Since 2016, the airport is home to Avit Flight Academy offering aircraft rentals and training ranging from the private pilot certificate through multi-engine and flight instruction certification. Headquartered at 3G3, the flight school also operates out of MFD, AKR, CAK, BJJ, and 1G5 Avit Flight Academy has an authorized Cirrus Training Center at the Akron-Canton Airport location.

== Accidents and incidents ==

- On 2 June 1990, a Piper Cherokee ran into a utility wire while landing at the airport, killing the two occupants.
- On 28 June 1993, a replica Nieuport crashed into a hangar roof at the airport, killing the pilot.
- On 6 May 1998, a Cessna 150L crashed while attempting to land at the airport, injuring the pilot.
- On May 31, 2016, a Piper PA-24 Comanche was substantially damaged while landing at the Wadsworth Municipal Airport. A flight instructor onboard requested the pilot to make a power-off approach as part of a Biennial Flight Review. On the base leg, it was determined that they would not reach the runway, and power was added so that a normal landing could be completed. On short final, the flight instructor called for more power to be added, which resulted in a pitch up attitude. Subsequently, the pilot reacted by pitching the airplane's nose down, but he inadvertently also reduced power to idle. The airplane continued to sink and touched down in the grass a few feet prior to the runway threshold, which resulted in a collision with the runway threshold. The probable cause of the accident was found to be the pilot's inadvertent power reduction during landing, which resulted in a runway undershoot, collision with the runway threshold, nose and right main landing gear collapse, and runway excursion.

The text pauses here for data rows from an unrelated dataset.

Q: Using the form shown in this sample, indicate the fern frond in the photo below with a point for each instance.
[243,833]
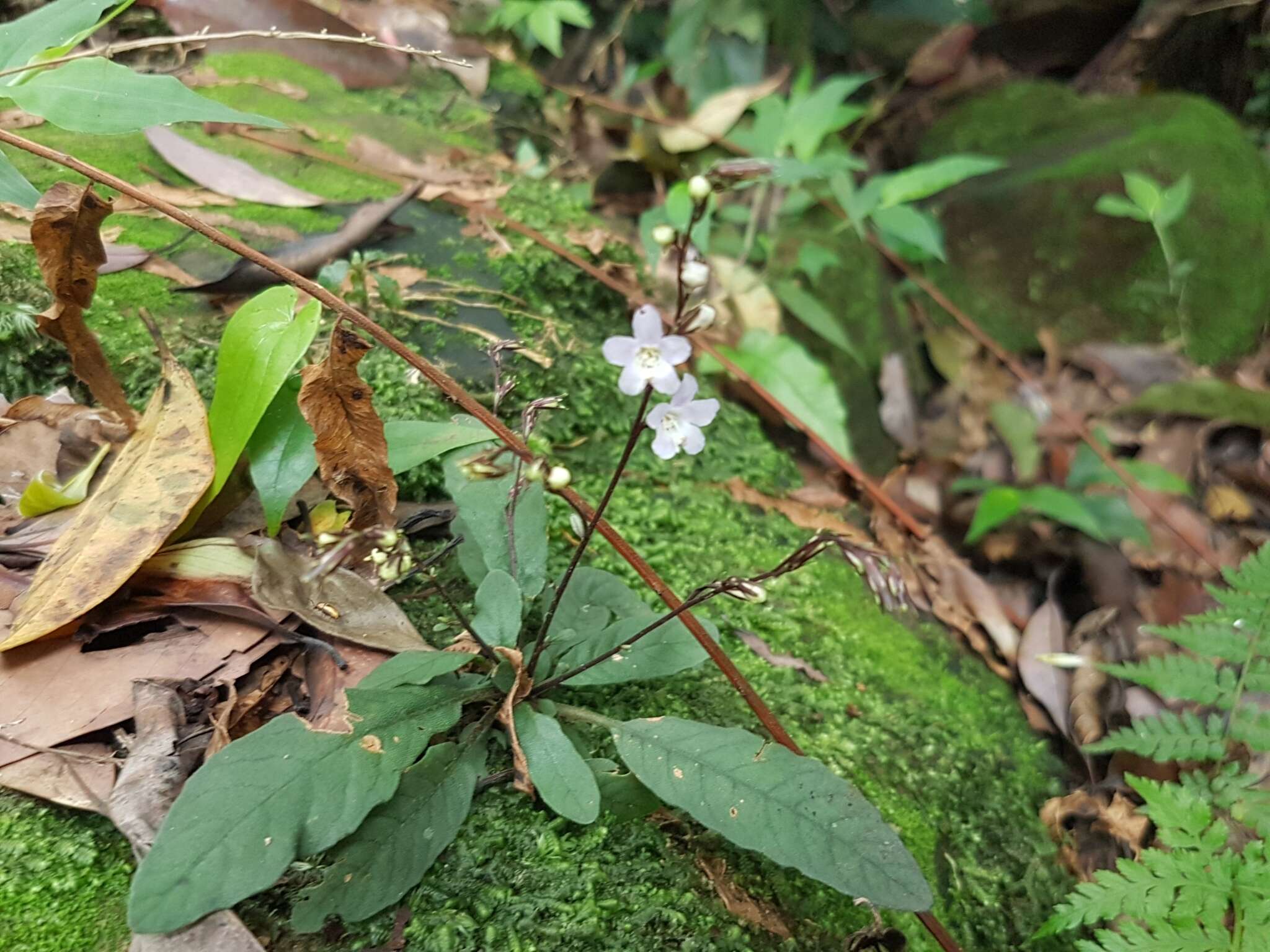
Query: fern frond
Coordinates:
[1183,677]
[1168,738]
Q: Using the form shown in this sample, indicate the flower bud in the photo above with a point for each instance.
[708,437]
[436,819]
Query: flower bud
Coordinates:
[701,319]
[559,478]
[695,275]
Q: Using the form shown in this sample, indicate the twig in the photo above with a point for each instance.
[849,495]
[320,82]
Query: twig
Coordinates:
[111,50]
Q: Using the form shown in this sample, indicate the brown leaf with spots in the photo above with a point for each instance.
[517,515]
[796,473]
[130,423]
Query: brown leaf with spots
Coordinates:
[66,235]
[151,487]
[352,452]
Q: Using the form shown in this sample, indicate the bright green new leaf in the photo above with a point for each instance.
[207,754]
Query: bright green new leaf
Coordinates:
[259,347]
[558,771]
[281,792]
[51,25]
[911,231]
[14,188]
[281,454]
[1119,207]
[802,384]
[399,842]
[813,314]
[415,442]
[498,610]
[997,506]
[761,796]
[43,494]
[100,97]
[925,179]
[666,650]
[415,668]
[1145,192]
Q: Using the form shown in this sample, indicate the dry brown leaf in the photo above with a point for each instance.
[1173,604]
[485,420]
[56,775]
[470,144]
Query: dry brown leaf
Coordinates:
[151,487]
[735,901]
[352,452]
[69,249]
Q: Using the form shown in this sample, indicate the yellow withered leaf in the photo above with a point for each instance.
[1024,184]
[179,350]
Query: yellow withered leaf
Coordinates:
[158,479]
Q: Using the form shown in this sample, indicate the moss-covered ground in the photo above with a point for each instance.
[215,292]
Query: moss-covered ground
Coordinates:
[935,741]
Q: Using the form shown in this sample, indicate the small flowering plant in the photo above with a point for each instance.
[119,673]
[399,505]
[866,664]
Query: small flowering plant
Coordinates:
[380,803]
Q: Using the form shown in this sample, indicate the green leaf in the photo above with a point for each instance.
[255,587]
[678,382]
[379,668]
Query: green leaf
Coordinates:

- On January 11, 2018, a Socata MS893 was substantially damaged during a forced landing at Wadsworth Municipal Airport. The pilot noticed a loss of engine power while on approach to Wadsworth. Following unsuccessful attempts to restore engine power, the pilot executed a forced landing, during which the airplane impacted trees and damaged both wings. The probable cause of the accident was found to be the pilot's failure to apply carburetor heat during the approach, which resulted in a loss of engine power due to carburetor icing.

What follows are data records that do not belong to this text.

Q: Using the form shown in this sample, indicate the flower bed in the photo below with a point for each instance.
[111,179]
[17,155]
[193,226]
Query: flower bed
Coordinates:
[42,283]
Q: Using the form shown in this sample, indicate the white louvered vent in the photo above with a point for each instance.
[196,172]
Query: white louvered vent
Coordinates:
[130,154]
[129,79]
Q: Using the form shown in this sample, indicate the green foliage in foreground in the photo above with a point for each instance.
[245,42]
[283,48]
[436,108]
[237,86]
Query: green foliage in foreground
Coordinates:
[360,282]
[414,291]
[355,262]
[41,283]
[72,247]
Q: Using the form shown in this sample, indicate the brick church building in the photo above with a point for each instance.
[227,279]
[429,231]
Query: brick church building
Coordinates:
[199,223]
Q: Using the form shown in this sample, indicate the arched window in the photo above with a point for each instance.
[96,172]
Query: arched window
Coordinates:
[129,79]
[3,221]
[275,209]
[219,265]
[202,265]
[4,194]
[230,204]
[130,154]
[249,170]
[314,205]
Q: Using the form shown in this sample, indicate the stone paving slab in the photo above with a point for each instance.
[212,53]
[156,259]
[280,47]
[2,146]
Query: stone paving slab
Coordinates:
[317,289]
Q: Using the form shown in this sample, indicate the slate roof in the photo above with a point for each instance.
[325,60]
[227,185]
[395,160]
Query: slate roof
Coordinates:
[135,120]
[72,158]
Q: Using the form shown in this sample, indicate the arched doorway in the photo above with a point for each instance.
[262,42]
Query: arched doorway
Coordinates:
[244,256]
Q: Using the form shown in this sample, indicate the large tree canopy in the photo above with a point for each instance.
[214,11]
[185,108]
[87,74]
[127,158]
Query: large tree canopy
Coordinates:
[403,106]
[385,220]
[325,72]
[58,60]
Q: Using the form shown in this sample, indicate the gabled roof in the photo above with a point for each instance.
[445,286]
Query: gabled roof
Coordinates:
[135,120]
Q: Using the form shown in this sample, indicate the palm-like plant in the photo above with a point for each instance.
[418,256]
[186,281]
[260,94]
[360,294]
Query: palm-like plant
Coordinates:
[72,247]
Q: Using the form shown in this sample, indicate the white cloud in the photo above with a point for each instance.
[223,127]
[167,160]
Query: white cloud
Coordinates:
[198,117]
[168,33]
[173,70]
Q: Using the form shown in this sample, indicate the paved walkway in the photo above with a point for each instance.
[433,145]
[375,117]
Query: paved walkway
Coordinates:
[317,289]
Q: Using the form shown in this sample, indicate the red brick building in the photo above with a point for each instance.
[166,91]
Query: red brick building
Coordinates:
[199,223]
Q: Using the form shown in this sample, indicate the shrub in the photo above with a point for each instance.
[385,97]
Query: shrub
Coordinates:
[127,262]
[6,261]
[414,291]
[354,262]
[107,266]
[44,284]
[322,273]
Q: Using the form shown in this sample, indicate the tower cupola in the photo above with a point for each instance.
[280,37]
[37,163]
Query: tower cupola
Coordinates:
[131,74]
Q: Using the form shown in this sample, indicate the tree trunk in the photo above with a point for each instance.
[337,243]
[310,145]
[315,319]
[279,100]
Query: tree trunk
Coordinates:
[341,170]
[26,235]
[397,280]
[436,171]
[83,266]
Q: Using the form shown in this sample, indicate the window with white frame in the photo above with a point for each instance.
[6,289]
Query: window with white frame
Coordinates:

- On September 3, 2021, an aircraft crashed into a pond after takeoff from the Wadsworth Municipal Airport. Ohio State Highway Patrol reported the aircraft had been in contact with air traffic control and may have experienced mechanical problems. A witness reported hearing the aircraft would attempt to return due to a canopy problem.

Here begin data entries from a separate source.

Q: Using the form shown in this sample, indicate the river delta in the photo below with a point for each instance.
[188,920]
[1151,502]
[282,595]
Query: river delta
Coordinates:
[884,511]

- On September 18, 2021, an experimentally-built Rans S-20 Raven crashed shortly after takeoff from Wadsworth Municipal Airport. While departing, the plane's nose struck the runway, causing it to flip on its top and catch fire. The aircraft was departing after another helicopter had just landed; after becoming airborne, the accident airplane entered a steep roll and impacted the runway. The pilot was declared dead at the scene, and a blood toxicology found ethanol present. The probable cause of the crash was found to be the pilot's decision to depart shortly after a landing helicopter, which resulted in an encounter with the helicopter's wake turbulence and a loss of airplane control. Contributing to the accident was the pilot's impairment by his recent use of ethanol.